Tem-se afirmado na doutrina e jurisprudência nacionais a mesma linha de interpretação: apenas uma ofensa grave, desproporcionada e ilegítima à honra justifica o sacrifício do direito à liberdade de expressão

Manuel da Costa Andrade[14] considera que: "Uma expressão degradante só assume o carácter de «difamação» quando nela não avulta em primeiro plano a discussão objectiva das questões mas antes o enxovalho das pessoas. Para além da crítica polémica e extremada tem de se visar o rebaixamento das pessoas (...)”.

Ensinava, já, o Professor Beleza dos Santos que a honra é aquele mínimo de condições, especialmente de natureza moral, que são razoavelmente consideradas essenciais para que um indivíduo possa com legitimidade ter estima por si, pelo que é e vale, e que a consideração é aquele conjunto de requisitos que razoavelmente se deve julgar necessário a qualquer pessoa, de tal forma que a falta de algum desses requisitos possa expor essa pessoa ao desprezo público[15].

O bem jurídico sob proteção é identificado por Faria Costa, “como um bem jurídico complexo que inclui quer o valor pessoal ou interior de cada indivíduo, radicando na sua dignidade, quer a própria reputação ou consideração exterior[16].

O elemento objetivo do crime de injúria, no caso, consistirá na ação de dirigir a outrem palavras, ofensivas do valor interior do indivíduo, com fundamento na sua dignidade, e o seu menosprezo, rebaixamento aos olhos da sociedade.

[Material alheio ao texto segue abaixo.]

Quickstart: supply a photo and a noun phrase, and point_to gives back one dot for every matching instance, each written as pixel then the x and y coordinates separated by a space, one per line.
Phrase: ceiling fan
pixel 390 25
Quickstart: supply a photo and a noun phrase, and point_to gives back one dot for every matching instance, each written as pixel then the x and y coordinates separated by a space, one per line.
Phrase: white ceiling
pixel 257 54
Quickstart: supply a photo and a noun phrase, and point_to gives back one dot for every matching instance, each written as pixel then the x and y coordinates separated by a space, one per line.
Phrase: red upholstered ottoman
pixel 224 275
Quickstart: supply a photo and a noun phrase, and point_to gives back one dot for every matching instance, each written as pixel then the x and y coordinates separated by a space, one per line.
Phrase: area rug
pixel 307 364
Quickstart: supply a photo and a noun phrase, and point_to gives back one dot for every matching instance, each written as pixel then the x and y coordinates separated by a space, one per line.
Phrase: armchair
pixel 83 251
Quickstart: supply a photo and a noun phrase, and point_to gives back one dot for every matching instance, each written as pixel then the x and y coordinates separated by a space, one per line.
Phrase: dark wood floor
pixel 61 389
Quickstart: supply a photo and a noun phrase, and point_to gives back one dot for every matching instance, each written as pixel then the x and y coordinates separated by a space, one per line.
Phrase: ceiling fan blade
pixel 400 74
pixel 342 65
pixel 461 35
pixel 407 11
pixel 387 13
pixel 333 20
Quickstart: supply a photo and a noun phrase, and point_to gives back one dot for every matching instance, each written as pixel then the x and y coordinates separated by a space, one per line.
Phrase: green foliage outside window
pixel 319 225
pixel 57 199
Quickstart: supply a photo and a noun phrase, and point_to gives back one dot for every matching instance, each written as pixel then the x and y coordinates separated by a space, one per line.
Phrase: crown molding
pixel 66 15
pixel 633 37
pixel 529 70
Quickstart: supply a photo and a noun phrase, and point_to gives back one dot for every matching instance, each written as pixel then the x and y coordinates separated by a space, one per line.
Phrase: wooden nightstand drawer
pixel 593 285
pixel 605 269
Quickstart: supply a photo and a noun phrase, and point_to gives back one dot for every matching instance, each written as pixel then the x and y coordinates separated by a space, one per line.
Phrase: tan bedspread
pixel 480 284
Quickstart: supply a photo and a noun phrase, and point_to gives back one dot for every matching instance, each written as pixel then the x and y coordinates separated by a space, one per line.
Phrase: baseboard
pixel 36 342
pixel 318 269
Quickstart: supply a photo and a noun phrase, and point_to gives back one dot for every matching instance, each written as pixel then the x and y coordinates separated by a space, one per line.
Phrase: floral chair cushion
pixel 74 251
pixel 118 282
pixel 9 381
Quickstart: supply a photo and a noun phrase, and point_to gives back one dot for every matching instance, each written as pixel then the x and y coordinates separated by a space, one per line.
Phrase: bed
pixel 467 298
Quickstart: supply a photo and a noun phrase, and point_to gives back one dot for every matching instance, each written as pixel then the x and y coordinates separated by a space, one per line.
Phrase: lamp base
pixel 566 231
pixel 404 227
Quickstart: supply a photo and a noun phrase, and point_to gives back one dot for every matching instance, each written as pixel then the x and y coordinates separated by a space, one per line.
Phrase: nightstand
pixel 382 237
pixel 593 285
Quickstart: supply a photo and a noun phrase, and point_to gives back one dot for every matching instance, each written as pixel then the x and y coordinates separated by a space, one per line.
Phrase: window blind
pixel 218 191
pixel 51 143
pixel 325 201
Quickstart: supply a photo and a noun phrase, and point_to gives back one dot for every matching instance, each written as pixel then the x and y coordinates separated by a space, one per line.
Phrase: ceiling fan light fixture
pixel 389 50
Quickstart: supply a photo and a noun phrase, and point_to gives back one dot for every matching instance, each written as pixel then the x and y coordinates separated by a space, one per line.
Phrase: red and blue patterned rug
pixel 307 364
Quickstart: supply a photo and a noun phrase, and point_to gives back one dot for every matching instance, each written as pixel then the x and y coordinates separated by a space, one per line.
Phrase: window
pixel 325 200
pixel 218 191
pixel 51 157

As expressões “Vai-te foder, não te faço mais nada!” e “Vai para o caralho!” dirigidas, embora e de forma clara, à ofendida, no contexto descrito de reação indignada (agastamento cuja justificação não se mostra aqui em causa) a certo comportamento daquela e no quadro geral descrito nos factos provados n.º 1 a n.º 44, não se nos afiguram ser ou pretender ser um ataque ao caráter, à dignidade ou à reputação da assistente.

Não afetam as condições essenciais para que a assistente, como dizia Beleza dos Santos, “possa com legitimidade ter estima por si, pelo que é e vale”, nem o “conjunto de requisitos que razoavelmente se deve julgar necessário a qualquer pessoa, de tal forma que a falta de algum desses requisitos possa expor essa pessoa ao desprezo público”.

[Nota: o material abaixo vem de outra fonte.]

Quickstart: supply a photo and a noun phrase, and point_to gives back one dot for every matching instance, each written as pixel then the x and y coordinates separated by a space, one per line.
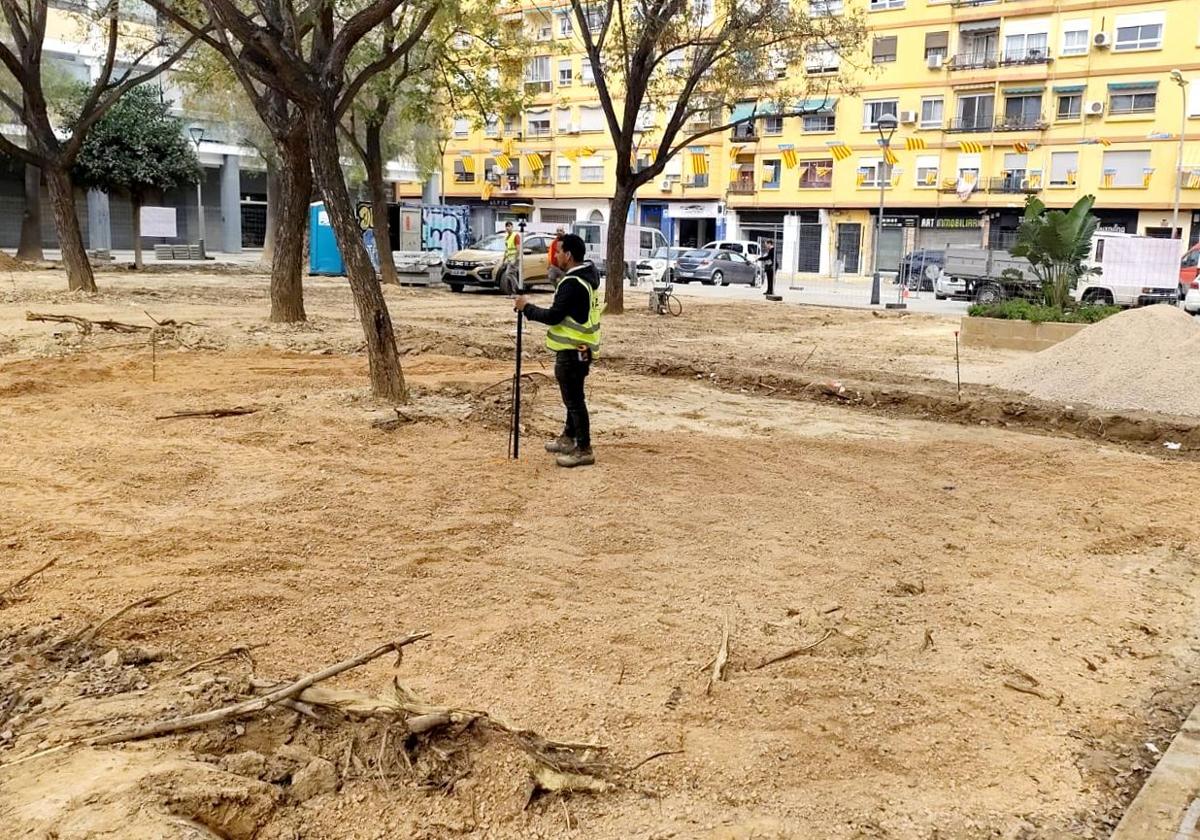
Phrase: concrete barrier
pixel 1014 335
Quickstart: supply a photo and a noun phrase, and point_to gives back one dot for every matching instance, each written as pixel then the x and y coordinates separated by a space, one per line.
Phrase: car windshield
pixel 495 243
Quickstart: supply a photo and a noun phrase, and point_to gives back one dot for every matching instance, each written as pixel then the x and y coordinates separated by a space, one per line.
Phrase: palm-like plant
pixel 1056 243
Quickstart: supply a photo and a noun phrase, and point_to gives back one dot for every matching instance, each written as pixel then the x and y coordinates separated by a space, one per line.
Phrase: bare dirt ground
pixel 1002 624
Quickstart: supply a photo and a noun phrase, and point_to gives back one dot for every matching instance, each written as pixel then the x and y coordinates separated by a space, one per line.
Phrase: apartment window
pixel 873 109
pixel 883 49
pixel 772 171
pixel 976 112
pixel 1077 39
pixel 591 171
pixel 1026 48
pixel 1139 31
pixel 1133 100
pixel 820 124
pixel 1071 106
pixel 1023 111
pixel 821 9
pixel 933 113
pixel 822 59
pixel 1063 168
pixel 936 43
pixel 816 174
pixel 927 171
pixel 1125 168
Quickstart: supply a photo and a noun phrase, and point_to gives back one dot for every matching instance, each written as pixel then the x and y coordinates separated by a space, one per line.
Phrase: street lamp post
pixel 887 127
pixel 197 133
pixel 1177 78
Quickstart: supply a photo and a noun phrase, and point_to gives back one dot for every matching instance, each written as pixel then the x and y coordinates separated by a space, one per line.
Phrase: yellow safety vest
pixel 570 334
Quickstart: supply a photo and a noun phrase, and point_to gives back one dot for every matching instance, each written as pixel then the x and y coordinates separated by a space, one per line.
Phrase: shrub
pixel 1019 309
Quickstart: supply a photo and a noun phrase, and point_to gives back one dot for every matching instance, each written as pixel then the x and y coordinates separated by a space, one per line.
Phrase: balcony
pixel 1026 57
pixel 1023 123
pixel 975 60
pixel 1012 185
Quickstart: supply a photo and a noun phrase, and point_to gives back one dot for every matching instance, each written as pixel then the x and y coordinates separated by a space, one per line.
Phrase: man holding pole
pixel 574 335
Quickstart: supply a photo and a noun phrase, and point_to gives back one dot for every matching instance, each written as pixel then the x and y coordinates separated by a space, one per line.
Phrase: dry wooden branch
pixel 209 413
pixel 87 325
pixel 88 634
pixel 12 589
pixel 257 703
pixel 721 659
pixel 793 652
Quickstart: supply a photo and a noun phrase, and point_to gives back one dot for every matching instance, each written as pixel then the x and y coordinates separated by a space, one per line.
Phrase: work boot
pixel 561 445
pixel 577 457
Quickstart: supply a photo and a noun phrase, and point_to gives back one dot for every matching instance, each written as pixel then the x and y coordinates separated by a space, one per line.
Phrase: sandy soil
pixel 1007 619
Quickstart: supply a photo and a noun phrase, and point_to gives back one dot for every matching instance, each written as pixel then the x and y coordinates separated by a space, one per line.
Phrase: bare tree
pixel 145 53
pixel 694 61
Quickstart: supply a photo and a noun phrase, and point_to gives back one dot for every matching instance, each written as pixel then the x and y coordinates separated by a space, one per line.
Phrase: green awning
pixel 742 111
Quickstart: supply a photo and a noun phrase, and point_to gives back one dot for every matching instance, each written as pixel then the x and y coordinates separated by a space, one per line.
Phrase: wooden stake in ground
pixel 258 703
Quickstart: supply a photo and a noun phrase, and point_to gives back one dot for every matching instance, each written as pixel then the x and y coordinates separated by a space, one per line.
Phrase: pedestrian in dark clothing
pixel 574 335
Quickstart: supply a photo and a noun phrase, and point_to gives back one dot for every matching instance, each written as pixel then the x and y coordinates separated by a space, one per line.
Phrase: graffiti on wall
pixel 445 228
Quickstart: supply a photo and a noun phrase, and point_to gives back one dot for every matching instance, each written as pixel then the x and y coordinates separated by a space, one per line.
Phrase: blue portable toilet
pixel 323 255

Constituem, no caso, a expressão de um sentimento de indignação, realizada de modo obsceno e reprovável socialmente, mas que se não relacionam com a dignidade e reputação, nem nestas produzem impacto.

Mostrando-se, no caso, excluídas do âmbito de tipicidade da norma.

Por sua vez, a expressão “Não tens perfil para estar aqui….” traduz-se em declaração crítica, embora agreste e deslocada, sobre o desempenho profissional da ofendida, superiora hierárquica do arguido, que deve ser avaliada, no local próprio – os processos de avaliação das instituições (incluindo-se, aqui, a avaliação dos superiores hierárquicos) e, se for o caso, o foro disciplinar.

Com efeito, a declaração do arguido sobre a qualidade do desempenho de dirigente da ofendida, associada aos impropérios proferidos, terá, eventualmente, relevo disciplinar, mas não assume nem gravidade, nem mesmo, qualidade com aptidão para desencadear reação penal.

Acompanha-se a doutrina e a jurisprudência que defende a atipicidade da crítica objetiva ao modo de exercício de cargo, no âmbito de relação profissional.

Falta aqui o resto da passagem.